自分で驚いたのが、読後に映画などの映像作品を見る時に急に背景美術の細部に目がいくようになったことです。特に、アニメの背景です。アニメに出てくる建物は実物ではないので、アーティストの力量やこだわり具合、予算などによって建物の描写のクオリティがピンからキリまであります。アニメではファンタジー世界の中世風の建物から現代のビルまで様々な背景が描かれますが、本書で得た知識を持ってそれを眺めると、まったく調査もせずに適当に描かれているな、というのが気になってしまうようになりました。
一方で、しっかりと時代考証をして正確に描かれている作品や、架空の世界を表現するためにオリジナルの建築デザインを織り込んでいる作品など、背景を見ることでその作品に対する制作者たちの熱量がわかるようになりました。背景を見て、「この作品は信頼して観られるな」という気分にさせてくれるのです。

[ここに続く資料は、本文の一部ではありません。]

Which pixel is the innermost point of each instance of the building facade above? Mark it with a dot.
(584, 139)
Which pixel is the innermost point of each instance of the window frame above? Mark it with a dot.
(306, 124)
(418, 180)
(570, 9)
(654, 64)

もう一つ感じたことが、「用語」を覚えることの効用です。例えばギリシア神殿を見るときにアーキトレーブやペディメントといった用語を覚えていなくても、視覚的に楽しむことは可能じゃないかと思いがちです。でも意外に、頭の中で建築の要素が用語に変換されるのとされないのでは大きな違いがあるような気がします。ギリシア神殿に精巧な浮き彫りのレリーフがあって感動したとします。そこで頭に用語が浮かばないと「綺麗な装飾」で終わってしまいがちです。一方で頭の中で「フリーズに素晴らしいレリーフがある」と認識すると、別の神殿を見たときに自然と「フリーズ」に目が行って、以前見たものとの比較が脳内で始まるのです。年齢的に用語を覚えるのは辛くなってきてますが、ある程度覚えた方が今後の楽しみが増えそうだな、と思わされました。